Eloise Gibson from Newsroom won the SMC-sponsored Science and Technology Award at the Voyager Media Awards on Friday for her coverage on Sir Ray Avery’s plan to manufacture low-cost infant incubators and the legal threats he made to suppress studies.
Stuff’s Environment National Correspondent Charlie Mitchell won big this year, taking out the Feature Writer of the Year (long-form) and the Environmental/Sustainability Reporter of the Year for his work on snails, phosphorus, land reform, and sea-level rise. He was also named joint runner-up in the Science and Technology Award. Judges described Mitchell as “an exemplary current affairs feature writer who is original in his ideas, dogged in his research, and whose crisp writing carries the reader through in-depth, often complex stories”.

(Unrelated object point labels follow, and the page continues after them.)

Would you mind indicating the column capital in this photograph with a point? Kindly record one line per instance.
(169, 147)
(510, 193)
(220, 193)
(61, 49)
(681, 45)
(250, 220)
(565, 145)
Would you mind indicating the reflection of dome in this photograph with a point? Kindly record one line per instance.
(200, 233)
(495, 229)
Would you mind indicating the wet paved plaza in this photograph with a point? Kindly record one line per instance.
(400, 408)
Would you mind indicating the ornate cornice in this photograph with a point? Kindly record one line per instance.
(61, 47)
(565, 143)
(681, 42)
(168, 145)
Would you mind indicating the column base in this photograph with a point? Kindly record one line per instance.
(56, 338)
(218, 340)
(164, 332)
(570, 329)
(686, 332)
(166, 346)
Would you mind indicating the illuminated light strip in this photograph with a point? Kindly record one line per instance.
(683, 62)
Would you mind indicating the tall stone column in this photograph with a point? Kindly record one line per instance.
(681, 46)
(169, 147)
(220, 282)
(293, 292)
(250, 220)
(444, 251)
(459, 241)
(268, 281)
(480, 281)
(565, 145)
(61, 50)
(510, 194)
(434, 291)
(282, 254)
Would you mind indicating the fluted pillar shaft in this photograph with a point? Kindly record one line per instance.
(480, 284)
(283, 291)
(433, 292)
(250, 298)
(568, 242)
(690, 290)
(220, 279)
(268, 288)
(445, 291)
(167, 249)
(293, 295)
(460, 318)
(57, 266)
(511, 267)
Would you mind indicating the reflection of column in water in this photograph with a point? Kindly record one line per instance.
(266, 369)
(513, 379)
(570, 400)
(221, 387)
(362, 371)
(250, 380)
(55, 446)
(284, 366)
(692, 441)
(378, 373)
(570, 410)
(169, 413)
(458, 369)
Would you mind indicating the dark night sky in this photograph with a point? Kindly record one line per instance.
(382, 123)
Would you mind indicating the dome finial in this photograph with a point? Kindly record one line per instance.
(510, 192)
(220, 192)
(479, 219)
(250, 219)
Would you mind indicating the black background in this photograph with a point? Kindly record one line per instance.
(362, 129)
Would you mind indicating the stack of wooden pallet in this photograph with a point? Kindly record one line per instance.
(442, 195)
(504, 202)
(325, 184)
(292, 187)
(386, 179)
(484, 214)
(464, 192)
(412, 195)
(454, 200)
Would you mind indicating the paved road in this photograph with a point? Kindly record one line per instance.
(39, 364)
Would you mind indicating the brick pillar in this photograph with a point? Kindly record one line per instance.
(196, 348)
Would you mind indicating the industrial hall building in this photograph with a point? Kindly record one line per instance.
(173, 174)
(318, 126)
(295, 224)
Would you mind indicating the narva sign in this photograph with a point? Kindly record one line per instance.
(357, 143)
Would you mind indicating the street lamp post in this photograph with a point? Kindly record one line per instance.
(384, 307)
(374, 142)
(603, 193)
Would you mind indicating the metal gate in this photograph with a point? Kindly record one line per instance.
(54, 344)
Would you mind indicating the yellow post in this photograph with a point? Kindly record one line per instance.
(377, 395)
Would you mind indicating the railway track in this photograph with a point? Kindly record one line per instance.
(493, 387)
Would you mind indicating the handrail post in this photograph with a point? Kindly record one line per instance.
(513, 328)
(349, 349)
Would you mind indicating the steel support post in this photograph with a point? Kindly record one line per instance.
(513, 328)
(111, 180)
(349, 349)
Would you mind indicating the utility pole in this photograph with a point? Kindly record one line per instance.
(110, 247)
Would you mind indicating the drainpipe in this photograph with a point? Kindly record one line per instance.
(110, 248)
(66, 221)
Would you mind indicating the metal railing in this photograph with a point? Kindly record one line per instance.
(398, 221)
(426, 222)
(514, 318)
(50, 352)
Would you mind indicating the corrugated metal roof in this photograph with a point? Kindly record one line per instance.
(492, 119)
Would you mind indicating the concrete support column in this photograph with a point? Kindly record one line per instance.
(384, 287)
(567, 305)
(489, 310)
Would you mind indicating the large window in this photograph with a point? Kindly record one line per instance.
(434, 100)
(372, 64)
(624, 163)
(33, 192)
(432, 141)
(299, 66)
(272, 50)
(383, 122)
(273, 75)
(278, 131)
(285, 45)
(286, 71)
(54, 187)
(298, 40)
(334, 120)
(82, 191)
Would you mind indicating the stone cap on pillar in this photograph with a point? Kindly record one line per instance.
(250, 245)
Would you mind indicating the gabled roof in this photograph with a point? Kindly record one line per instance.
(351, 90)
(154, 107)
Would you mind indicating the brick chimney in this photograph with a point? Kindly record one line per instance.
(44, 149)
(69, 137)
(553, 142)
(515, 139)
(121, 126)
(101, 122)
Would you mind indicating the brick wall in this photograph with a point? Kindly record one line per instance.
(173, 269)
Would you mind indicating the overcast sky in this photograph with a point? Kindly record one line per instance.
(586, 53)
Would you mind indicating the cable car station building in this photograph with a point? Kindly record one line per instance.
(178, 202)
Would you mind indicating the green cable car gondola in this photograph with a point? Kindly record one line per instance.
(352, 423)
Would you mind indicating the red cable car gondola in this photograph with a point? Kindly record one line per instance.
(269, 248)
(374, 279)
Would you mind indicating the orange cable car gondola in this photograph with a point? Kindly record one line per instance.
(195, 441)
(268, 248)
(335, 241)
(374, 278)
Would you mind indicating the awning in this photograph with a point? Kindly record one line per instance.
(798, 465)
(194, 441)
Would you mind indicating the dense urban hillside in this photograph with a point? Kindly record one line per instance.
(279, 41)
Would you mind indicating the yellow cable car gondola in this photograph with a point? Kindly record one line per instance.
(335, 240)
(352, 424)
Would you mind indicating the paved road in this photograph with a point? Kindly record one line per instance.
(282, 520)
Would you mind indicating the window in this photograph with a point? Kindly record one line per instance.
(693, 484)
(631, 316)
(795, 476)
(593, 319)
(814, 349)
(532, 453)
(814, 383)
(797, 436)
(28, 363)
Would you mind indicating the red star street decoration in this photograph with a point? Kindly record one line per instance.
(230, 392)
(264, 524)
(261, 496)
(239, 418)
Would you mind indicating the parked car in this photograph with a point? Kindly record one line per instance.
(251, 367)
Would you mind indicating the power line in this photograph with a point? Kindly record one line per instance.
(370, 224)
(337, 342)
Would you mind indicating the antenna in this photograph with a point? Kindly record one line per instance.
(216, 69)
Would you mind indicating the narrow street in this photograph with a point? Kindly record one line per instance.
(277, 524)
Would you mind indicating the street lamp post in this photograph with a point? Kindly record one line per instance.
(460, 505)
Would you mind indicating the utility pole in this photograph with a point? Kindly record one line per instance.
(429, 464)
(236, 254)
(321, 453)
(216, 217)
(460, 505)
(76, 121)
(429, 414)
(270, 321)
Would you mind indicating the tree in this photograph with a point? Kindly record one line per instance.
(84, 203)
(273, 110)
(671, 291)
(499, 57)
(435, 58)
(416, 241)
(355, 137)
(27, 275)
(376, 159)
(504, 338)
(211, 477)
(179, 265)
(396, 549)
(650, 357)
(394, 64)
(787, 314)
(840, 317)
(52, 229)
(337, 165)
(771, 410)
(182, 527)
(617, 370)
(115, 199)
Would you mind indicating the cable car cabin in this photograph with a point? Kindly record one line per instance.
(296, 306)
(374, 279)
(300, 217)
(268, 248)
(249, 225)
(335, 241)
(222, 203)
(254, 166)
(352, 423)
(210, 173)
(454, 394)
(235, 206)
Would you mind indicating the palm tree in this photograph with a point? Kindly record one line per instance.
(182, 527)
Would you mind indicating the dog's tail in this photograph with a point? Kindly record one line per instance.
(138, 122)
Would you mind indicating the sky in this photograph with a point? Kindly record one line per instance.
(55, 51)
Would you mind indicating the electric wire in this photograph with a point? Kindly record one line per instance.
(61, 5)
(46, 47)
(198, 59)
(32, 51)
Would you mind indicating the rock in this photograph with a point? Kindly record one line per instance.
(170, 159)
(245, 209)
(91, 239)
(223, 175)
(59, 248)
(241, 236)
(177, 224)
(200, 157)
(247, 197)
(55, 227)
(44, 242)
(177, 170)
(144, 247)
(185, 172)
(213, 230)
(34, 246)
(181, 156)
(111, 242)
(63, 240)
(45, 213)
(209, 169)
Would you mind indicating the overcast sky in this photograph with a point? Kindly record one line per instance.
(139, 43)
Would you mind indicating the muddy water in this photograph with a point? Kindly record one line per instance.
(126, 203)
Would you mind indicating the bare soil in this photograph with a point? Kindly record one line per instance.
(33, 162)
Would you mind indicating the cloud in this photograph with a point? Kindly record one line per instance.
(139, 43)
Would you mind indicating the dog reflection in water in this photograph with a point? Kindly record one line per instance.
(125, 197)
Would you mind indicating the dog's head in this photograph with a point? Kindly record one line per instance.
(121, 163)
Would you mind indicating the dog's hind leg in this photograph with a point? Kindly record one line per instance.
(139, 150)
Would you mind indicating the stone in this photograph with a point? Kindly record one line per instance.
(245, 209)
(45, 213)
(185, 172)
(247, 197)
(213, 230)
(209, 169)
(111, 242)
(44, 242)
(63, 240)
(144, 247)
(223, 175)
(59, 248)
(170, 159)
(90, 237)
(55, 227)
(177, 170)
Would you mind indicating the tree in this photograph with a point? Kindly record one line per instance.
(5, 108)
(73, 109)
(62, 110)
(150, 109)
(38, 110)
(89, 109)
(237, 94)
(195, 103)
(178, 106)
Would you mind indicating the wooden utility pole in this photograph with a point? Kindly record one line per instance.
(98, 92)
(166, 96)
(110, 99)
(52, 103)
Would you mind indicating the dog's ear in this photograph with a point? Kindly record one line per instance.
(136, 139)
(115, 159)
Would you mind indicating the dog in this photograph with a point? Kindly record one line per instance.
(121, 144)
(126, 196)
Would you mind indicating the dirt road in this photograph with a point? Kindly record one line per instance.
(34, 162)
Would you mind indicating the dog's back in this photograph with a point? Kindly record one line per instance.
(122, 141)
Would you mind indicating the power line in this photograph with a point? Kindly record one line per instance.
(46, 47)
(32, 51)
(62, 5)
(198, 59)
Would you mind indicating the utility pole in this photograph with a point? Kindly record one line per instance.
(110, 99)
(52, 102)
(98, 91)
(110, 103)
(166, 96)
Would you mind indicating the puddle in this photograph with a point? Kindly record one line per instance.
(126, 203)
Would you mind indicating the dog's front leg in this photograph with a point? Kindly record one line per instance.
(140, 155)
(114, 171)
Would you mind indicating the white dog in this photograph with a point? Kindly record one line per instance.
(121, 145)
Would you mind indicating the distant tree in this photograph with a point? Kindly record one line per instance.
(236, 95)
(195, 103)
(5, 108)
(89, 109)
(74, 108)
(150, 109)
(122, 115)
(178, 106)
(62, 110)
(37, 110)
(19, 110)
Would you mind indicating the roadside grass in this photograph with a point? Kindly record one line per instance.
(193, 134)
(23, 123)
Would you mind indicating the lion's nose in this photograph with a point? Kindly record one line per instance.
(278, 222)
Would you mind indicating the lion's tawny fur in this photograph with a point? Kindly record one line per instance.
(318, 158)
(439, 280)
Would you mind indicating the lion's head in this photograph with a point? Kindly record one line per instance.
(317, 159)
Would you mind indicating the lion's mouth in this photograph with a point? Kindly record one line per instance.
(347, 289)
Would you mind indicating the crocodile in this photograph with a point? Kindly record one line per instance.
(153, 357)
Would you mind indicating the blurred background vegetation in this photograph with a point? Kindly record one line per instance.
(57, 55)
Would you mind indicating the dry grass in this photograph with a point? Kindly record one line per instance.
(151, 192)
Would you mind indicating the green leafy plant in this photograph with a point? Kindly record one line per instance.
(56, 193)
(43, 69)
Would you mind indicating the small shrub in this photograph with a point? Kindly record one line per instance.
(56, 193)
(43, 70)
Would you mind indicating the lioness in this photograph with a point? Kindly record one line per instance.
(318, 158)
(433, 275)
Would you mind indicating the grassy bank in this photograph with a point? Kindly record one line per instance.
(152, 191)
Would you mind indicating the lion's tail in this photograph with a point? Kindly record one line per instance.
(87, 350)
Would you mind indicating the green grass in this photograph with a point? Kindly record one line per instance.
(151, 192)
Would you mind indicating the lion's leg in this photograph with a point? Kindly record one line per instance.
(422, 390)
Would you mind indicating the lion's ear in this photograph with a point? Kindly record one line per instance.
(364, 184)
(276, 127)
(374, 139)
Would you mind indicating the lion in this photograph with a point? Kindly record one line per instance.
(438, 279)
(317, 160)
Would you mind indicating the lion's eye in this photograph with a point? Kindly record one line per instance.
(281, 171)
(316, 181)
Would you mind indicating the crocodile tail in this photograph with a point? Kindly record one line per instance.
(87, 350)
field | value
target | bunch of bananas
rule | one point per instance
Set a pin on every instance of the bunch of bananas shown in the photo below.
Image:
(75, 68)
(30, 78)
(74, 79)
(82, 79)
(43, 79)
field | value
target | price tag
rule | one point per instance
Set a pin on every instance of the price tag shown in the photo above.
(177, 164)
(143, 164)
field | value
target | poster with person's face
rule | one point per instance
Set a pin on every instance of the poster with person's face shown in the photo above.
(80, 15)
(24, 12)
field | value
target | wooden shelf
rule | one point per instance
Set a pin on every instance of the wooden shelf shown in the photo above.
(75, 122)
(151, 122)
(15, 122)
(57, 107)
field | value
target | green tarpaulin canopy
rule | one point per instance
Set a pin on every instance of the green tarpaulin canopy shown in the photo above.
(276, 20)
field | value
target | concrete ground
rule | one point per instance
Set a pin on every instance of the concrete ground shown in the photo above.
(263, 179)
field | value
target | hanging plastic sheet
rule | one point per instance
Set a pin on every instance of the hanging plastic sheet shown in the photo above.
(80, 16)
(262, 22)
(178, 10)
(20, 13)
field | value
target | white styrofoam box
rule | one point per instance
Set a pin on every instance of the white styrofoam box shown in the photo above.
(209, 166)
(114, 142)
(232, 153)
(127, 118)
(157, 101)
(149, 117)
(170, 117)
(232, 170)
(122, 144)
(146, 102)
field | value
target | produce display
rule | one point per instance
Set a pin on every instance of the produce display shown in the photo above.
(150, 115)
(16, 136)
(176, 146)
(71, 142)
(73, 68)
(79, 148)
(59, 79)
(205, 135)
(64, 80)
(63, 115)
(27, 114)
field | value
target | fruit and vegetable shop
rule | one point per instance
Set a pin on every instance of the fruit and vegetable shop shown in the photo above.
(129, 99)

Hannah Martin from Stuff won the junior nib Health Journalism Scholarship, with the Senior award going to Catherine Hutton from RNZ. Nicholas Jones from the NZ Herald was named runner-up for the senior award for his work investigating rest homes.
New Zealand Geographic won Magazine of the Year for the third time running. In her acceptance speech, editor Rebekah White urged media companies to think about the diversity of views when hiring and that today’s short-form winners are her future stable of long-form writers. The magazine’s writers were well represented as nominees at the awards, and contributor Ellen Rykers won Best Junior Feature Writer. The judges said: “Ellen Rykers’ impressive research, craft and surprising insights delivered an entry well beyond the junior category and feature writing at its best.”
Veteran reporter Phil Pennington from RNZ was honoured with the Reporter of the Year accolade, and in true style, apparently, he stopped to do an interview on the way.
Our advisory board member and Stuff editor-in-chief Patrick Crewdson was named the Editorial Executive of the Year and also received the prestigious Wolfson Fellowship, which provides for 10 weeks’ study at Cambridge University’s Wolfson College.